Re: ONTAP Edge High CPU Utilization

I can understand from a ONTAP point of view why this was done, not giving the CPU halt instructions means more IOPS as it seems adding the additional CPU requests takes processing away from other things. This is how physical filers work so they've taken the same code.

Unfortunately this just isn't going to cut it in a production environment. ONTAP Edge is for remote offices and production workloads, probably going to be running on a single ESXi host without shared storage. A typical branch office server may have 2 CPUs with 4 cores per CPU. This means the VSA will be using a quarter of all resources available on the host and without remote physical shared storage and being only on a single host, there will be no vMotion or DRS to move it anywhere which will dramatically reduce the capacity of the host for other VMs.

So, you may land up having to purchase additional ESXi hosts.

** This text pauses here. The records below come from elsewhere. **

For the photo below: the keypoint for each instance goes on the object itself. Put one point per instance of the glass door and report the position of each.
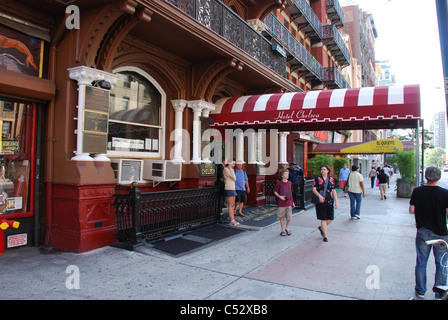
(17, 158)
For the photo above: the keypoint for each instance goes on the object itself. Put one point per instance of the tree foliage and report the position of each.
(434, 157)
(318, 161)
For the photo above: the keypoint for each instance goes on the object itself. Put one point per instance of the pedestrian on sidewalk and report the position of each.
(230, 193)
(324, 189)
(356, 192)
(283, 192)
(295, 172)
(241, 187)
(382, 183)
(343, 175)
(219, 182)
(429, 203)
(372, 175)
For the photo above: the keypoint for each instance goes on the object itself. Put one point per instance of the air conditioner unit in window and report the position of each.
(127, 171)
(162, 170)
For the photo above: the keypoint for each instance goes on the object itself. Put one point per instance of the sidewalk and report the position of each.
(370, 258)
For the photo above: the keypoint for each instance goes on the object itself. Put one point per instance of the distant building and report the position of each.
(360, 26)
(386, 75)
(438, 127)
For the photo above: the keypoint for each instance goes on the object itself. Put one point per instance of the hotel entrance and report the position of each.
(17, 172)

Still think the VSA is a fantastic step forward but we see how difficult it can be to move things from the physical world especially with appliances where you assume complete control of your physical device to the virtual world where sharing is caring.

Hopefuly the boffins at NetApp are working on this and can silently insert those CPU halt instructions without affecting IOPS or find another way but currently this is certainly an issue.